Brian Armstrong, CEO of Coinbase, whose company is poised to launch an NFT marketplace any day now, called the new legislation a “disaster” for crypto. It’s a “[c]riminal felony statute that could freeze a lot of healthy crypto behavior (like Defi),” he said.
However, there are some who argue that if crypto wants to fulfill its dream of being treated like real money, then it needs to step up and comply with real money rules.

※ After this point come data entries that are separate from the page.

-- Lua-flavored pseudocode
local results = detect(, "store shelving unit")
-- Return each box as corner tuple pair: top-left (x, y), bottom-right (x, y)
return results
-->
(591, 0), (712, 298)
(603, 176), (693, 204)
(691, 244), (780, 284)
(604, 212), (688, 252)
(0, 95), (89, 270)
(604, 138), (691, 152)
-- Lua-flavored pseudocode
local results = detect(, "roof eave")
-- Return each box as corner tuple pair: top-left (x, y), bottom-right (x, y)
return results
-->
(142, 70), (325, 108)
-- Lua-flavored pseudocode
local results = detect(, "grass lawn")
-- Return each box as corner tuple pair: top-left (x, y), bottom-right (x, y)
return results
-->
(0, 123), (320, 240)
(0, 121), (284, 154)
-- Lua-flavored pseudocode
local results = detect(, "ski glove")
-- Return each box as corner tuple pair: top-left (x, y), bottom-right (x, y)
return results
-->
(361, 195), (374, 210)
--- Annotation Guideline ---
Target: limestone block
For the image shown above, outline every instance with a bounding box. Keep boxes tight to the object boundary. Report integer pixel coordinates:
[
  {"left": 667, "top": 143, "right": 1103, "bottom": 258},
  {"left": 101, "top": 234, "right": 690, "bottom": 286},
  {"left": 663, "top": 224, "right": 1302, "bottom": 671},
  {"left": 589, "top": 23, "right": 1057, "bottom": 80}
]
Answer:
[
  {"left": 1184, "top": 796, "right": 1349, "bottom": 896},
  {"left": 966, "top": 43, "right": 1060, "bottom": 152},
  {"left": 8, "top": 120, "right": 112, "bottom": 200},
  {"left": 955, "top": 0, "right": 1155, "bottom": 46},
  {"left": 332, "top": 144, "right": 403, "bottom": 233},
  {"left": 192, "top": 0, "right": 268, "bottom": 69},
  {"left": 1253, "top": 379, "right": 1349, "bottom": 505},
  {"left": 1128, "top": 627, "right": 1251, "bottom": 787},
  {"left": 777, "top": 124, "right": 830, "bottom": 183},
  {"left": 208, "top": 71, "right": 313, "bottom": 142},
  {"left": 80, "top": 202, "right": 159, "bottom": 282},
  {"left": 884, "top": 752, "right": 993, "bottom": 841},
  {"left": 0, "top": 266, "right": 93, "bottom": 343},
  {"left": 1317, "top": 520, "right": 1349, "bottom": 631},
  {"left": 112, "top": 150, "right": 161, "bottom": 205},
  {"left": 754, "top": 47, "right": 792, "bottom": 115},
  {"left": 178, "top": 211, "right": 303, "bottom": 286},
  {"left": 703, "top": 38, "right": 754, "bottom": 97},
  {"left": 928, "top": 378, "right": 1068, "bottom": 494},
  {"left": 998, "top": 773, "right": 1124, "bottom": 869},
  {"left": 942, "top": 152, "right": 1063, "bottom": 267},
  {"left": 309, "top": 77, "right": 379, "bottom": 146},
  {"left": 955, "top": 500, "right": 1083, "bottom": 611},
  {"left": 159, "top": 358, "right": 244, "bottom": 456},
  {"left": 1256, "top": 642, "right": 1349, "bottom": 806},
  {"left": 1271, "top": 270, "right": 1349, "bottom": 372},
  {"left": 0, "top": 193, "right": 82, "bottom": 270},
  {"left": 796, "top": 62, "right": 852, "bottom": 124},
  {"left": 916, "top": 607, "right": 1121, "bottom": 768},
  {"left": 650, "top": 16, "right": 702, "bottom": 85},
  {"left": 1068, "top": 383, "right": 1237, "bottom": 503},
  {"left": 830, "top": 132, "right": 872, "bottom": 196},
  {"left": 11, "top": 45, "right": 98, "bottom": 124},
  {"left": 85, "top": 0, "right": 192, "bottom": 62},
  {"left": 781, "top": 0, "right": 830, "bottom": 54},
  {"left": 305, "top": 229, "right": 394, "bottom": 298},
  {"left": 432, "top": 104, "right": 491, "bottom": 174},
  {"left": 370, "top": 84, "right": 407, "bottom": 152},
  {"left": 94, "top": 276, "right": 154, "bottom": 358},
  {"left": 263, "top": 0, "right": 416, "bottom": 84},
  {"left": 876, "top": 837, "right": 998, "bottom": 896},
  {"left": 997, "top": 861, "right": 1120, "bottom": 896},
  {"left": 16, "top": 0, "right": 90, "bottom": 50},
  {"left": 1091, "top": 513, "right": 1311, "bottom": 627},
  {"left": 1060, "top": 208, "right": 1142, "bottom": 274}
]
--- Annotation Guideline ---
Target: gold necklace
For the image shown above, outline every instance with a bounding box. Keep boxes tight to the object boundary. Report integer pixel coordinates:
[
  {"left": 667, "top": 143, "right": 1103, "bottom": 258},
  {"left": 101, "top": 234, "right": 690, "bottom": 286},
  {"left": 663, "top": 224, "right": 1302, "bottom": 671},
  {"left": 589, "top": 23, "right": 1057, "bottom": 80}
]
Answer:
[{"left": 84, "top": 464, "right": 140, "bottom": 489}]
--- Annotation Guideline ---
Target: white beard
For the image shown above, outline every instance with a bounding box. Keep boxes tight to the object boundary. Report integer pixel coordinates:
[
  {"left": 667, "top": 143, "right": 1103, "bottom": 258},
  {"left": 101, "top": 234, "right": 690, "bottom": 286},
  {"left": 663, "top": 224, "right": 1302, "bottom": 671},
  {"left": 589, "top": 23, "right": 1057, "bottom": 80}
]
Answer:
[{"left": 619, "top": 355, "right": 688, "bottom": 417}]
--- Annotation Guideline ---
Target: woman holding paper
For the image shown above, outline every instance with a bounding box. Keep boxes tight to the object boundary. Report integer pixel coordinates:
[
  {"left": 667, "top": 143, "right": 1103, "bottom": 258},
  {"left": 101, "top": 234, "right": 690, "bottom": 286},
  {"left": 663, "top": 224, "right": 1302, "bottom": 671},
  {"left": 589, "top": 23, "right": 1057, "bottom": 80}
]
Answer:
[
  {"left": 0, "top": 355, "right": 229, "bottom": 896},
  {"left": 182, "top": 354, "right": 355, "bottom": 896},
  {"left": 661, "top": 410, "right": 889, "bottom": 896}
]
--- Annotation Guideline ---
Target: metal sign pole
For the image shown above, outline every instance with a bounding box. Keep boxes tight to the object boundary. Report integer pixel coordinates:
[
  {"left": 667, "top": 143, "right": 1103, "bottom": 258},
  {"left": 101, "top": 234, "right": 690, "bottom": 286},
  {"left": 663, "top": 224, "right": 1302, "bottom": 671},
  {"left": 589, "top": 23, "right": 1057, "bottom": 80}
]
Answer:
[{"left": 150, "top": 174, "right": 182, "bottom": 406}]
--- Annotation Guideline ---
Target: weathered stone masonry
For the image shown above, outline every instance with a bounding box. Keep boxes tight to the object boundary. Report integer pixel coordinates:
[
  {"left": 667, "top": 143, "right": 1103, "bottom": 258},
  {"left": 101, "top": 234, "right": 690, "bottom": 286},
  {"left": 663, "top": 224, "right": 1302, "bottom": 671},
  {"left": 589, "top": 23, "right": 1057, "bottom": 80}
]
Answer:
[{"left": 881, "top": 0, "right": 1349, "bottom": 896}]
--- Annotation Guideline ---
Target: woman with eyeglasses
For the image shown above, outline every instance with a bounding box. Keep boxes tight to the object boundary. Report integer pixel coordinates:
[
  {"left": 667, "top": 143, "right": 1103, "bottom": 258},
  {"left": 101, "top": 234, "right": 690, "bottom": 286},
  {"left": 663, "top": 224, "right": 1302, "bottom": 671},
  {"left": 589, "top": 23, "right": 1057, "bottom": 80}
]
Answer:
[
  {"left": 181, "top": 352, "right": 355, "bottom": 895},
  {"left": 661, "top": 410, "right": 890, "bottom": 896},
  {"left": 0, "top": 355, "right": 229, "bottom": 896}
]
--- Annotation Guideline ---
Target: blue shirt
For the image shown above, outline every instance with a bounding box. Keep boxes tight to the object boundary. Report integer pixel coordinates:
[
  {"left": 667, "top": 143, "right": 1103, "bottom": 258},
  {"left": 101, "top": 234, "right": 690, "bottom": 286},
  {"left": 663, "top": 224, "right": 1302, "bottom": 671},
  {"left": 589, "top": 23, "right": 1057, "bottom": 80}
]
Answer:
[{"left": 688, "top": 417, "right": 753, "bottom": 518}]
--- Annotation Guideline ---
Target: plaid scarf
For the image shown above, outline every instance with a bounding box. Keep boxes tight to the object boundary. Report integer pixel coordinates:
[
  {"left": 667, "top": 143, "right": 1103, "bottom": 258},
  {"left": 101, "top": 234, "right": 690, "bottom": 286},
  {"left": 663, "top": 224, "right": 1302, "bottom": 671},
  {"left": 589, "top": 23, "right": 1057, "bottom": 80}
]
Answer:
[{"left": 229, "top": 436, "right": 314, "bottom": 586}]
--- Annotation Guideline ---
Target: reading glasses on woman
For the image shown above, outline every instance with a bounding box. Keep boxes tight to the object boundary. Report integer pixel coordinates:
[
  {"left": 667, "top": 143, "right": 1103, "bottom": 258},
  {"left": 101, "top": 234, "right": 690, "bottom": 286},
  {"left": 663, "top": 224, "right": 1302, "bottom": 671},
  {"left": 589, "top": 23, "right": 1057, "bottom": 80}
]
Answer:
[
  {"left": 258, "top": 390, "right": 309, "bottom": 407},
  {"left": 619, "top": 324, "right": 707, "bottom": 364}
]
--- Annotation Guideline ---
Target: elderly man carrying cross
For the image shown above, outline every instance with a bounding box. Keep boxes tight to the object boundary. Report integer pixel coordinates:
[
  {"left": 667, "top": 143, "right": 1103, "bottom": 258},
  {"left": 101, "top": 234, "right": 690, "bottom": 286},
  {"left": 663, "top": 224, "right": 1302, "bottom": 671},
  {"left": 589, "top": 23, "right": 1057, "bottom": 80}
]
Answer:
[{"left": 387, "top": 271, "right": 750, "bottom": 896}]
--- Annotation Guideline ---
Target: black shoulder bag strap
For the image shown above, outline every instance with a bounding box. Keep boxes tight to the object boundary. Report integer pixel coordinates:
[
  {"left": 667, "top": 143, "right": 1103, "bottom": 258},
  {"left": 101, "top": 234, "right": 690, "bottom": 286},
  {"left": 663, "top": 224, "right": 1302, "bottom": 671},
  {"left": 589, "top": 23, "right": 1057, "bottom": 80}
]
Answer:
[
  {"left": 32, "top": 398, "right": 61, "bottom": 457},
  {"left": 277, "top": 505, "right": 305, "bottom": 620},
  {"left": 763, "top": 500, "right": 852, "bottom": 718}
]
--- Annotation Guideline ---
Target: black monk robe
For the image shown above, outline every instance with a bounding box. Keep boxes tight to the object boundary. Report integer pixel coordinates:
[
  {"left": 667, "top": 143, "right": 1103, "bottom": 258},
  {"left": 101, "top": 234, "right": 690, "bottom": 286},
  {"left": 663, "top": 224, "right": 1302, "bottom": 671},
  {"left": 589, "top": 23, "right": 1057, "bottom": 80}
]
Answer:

“This is about preventing tax evasion and other financial crimes, like money laundering,” Marian said. “Selling an NFT is a taxable event, but our tax enforcement is built on voluntary reporting.” People are more likely to fully report if they know a third party has already sent in the information. Plus, if one party reports a transaction but the other doesn’t, the IRS is likely to ask questions.
There is still a lot to be ironed out in the new crypto reporting rules. Ultimately, it is up to the Treasury Department to spell out how the new provisions will work in practice.
“If I were a law-abiding NFT buyer/seller, I wouldn’t worry just yet,” Marian said. “People who use their NFTs to hide their wealth should be very worried, though.”